Details
Description
I wrote a test case to reproduce another problem for branch-2 and found new NPE error, log:
FATAL event.EventDispatcher (EventDispatcher.java:run(75)) - Error in handling event type NODE_UPDATE to the Event Dispatcher java.lang.NullPointerException at org.apache.hadoop.yarn.server.resourcemanager.scheduler.AppSchedulingInfo.allocate(AppSchedulingInfo.java:446) at org.apache.hadoop.yarn.server.resourcemanager.scheduler.common.fica.FiCaSchedulerApp.apply(FiCaSchedulerApp.java:516) at org.apache.hadoop.yarn.client.TestNegativePendingResource$1.answer(TestNegativePendingResource.java:225) at org.mockito.internal.stubbing.StubbedInvocationMatcher.answer(StubbedInvocationMatcher.java:31) at org.mockito.internal.MockHandler.handle(MockHandler.java:97) at org.mockito.internal.creation.MethodInterceptorFilter.intercept(MethodInterceptorFilter.java:47) at org.apache.hadoop.yarn.server.resourcemanager.scheduler.common.fica.FiCaSchedulerApp$$EnhancerByMockitoWithCGLIB$$29eb8afc.apply(<generated>) at org.apache.hadoop.yarn.server.resourcemanager.scheduler.capacity.CapacityScheduler.tryCommit(CapacityScheduler.java:2396) at org.apache.hadoop.yarn.server.resourcemanager.scheduler.capacity.CapacityScheduler.submitResourceCommitRequest(CapacityScheduler.java:2281) at org.apache.hadoop.yarn.server.resourcemanager.scheduler.capacity.CapacityScheduler.allocateOrReserveNewContainers(CapacityScheduler.java:1247) at org.apache.hadoop.yarn.server.resourcemanager.scheduler.capacity.CapacityScheduler.allocateContainerOnSingleNode(CapacityScheduler.java:1236) at org.apache.hadoop.yarn.server.resourcemanager.scheduler.capacity.CapacityScheduler.allocateContainersToNode(CapacityScheduler.java:1325) at org.apache.hadoop.yarn.server.resourcemanager.scheduler.capacity.CapacityScheduler.allocateContainersToNode(CapacityScheduler.java:1112) at org.apache.hadoop.yarn.server.resourcemanager.scheduler.capacity.CapacityScheduler.nodeUpdate(CapacityScheduler.java:987) at org.apache.hadoop.yarn.server.resourcemanager.scheduler.capacity.CapacityScheduler.handle(CapacityScheduler.java:1367) at org.apache.hadoop.yarn.server.resourcemanager.scheduler.capacity.CapacityScheduler.handle(CapacityScheduler.java:143) at org.apache.hadoop.yarn.event.EventDispatcher$EventProcessor.run(EventDispatcher.java:66) at java.lang.Thread.run(Thread.java:745)

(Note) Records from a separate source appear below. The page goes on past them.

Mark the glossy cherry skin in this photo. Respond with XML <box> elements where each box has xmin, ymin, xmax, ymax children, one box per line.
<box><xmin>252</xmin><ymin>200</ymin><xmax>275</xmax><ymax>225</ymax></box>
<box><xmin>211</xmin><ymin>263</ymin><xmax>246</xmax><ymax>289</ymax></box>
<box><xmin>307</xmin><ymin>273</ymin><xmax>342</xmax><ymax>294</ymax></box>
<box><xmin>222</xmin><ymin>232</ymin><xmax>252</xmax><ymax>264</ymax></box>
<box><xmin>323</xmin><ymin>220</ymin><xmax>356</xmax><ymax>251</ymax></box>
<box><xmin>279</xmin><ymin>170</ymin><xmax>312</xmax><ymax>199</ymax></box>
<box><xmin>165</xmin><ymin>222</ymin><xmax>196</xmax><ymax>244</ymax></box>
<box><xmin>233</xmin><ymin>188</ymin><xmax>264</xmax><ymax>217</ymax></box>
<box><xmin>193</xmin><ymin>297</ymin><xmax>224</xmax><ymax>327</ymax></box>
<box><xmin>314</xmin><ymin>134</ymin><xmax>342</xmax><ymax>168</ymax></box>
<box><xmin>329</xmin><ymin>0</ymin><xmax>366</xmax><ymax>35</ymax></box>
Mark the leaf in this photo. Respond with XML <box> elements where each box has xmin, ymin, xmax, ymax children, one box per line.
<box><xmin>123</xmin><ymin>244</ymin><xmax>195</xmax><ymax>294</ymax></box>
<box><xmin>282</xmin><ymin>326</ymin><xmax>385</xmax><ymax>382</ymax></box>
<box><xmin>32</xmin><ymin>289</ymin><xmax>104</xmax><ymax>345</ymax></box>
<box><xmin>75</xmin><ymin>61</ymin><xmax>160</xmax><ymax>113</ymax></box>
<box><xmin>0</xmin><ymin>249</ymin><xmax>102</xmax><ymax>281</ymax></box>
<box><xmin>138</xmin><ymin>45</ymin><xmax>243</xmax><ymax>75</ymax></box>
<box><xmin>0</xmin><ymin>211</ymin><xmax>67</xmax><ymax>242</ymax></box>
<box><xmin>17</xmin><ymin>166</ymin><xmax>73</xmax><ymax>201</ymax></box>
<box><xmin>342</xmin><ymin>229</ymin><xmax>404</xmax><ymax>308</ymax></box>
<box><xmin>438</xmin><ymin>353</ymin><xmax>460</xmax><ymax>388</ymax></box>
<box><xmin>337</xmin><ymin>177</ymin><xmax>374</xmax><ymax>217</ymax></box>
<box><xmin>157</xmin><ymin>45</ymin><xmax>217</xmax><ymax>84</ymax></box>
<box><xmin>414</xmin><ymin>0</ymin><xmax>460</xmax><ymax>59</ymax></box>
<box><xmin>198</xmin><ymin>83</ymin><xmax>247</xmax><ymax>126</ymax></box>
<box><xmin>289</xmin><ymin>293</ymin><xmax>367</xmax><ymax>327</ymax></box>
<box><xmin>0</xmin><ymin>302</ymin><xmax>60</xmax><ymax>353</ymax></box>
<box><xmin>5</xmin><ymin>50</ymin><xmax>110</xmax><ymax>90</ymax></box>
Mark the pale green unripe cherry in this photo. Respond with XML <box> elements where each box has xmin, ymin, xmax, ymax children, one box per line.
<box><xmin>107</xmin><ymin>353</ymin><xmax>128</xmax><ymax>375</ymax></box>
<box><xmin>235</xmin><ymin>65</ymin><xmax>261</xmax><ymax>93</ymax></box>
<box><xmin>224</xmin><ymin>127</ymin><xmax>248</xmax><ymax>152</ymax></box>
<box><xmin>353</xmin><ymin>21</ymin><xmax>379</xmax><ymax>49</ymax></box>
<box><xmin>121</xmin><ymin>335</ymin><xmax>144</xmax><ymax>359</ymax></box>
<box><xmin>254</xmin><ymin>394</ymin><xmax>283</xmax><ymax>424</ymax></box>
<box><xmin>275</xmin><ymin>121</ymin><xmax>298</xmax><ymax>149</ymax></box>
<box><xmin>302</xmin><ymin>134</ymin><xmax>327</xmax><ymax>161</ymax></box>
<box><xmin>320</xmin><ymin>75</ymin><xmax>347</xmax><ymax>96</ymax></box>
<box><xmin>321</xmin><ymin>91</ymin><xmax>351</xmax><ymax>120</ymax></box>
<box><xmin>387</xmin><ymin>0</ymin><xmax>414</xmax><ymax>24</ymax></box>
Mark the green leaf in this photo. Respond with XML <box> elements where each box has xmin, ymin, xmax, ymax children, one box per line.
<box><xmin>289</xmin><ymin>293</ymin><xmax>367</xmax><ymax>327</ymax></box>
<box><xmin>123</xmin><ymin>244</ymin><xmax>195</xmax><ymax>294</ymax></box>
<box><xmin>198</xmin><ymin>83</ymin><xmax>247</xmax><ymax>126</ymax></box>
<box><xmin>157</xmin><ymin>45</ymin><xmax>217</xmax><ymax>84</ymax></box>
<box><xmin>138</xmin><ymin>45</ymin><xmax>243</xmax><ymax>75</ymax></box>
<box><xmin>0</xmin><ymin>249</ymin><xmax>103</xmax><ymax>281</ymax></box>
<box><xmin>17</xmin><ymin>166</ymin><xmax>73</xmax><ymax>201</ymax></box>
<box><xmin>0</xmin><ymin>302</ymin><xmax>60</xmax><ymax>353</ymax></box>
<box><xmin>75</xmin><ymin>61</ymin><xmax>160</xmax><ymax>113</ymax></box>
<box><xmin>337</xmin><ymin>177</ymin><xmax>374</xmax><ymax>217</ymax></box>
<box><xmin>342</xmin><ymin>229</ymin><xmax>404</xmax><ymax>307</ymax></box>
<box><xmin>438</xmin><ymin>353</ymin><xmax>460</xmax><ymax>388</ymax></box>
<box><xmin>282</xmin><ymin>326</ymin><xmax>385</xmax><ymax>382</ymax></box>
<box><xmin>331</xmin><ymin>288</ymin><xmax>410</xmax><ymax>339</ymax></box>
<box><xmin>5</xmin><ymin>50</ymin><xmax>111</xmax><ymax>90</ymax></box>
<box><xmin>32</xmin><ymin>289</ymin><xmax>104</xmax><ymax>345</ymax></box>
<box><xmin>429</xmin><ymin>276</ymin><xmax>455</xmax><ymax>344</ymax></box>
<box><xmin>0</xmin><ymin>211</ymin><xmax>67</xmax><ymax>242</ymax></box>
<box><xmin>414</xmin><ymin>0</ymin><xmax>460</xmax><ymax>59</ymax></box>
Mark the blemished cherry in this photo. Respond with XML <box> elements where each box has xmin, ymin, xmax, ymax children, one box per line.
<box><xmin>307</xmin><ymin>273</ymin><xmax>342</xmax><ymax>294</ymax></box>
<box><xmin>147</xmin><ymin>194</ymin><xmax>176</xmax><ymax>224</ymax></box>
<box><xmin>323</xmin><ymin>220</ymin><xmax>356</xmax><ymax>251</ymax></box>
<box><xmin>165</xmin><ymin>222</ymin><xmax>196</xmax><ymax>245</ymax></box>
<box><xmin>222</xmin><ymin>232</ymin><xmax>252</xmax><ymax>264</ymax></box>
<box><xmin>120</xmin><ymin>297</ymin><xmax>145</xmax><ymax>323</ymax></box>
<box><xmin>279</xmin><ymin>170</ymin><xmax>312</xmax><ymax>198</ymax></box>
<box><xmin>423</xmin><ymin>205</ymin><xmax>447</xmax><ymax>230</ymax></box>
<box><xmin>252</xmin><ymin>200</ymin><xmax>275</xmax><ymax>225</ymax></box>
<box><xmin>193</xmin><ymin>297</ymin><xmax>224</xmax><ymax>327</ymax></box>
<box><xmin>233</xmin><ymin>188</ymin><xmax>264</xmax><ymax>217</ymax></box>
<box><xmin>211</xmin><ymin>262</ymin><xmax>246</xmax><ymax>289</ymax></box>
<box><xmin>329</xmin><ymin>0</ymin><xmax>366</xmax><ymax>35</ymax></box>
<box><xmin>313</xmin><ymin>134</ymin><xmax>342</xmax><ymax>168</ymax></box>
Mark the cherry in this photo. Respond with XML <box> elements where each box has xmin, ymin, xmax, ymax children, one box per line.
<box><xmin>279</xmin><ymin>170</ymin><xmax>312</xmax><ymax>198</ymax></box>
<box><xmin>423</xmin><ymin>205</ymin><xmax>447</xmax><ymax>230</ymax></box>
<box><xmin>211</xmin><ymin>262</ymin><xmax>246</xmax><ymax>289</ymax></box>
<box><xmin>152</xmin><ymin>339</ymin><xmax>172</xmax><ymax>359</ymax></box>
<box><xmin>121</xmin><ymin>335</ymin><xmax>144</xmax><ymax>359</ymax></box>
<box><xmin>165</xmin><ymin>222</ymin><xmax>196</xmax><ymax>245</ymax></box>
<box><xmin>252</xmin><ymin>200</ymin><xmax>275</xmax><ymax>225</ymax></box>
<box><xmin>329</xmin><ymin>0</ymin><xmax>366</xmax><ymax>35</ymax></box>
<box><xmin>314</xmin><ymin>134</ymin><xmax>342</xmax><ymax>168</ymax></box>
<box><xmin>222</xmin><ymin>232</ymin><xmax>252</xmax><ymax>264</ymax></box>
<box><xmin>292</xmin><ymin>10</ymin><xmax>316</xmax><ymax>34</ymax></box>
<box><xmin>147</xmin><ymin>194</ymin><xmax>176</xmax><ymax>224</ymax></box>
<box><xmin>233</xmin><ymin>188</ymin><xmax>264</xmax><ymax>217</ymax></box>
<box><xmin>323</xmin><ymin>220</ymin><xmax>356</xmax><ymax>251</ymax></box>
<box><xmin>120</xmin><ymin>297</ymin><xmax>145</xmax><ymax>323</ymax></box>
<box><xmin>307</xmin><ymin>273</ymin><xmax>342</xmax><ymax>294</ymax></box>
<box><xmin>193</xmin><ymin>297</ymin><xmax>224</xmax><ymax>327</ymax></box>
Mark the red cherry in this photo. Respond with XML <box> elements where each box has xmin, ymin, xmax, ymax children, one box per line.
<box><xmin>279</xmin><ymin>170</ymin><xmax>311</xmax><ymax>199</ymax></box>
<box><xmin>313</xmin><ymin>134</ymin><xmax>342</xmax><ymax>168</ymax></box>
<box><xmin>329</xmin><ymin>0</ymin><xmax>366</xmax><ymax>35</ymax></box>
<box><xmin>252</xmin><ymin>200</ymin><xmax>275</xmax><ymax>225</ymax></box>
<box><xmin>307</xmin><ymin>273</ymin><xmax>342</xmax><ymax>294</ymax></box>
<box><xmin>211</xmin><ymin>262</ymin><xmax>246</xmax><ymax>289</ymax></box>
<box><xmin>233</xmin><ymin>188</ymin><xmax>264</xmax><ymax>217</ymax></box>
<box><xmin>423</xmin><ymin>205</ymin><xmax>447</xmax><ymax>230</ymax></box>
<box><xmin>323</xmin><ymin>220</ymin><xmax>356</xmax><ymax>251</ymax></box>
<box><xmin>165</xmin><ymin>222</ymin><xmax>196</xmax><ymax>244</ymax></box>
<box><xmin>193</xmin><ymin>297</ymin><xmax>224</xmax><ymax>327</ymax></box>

Reproduce this error in chronological order:
1. AM started and requested 1 container with schedulerRequestKey#1 :
ApplicationMasterService#allocate --> CapacityScheduler#allocate --> SchedulerApplicationAttempt#updateResourceRequests --> AppSchedulingInfo#updateResourceRequests
Added schedulerRequestKey#1 into schedulerKeyToPlacementSets
2. Scheduler allocatd 1 container for this request and accepted the proposal
3. AM removed this request
ApplicationMasterService#allocate --> CapacityScheduler#allocate --> SchedulerApplicationAttempt#updateResourceRequests --> AppSchedulingInfo#updateResourceRequests --> AppSchedulingInfo#addToPlacementSets --> AppSchedulingInfo#updatePendingResources
Removed schedulerRequestKey#1 from schedulerKeyToPlacementSets)
4. Scheduler applied this proposal
CapacityScheduler#tryCommit --> FiCaSchedulerApp#apply --> AppSchedulingInfo#allocate
Throw NPE when called schedulerKeyToPlacementSets.get(schedulerRequestKey).allocate(schedulerKey, type, node);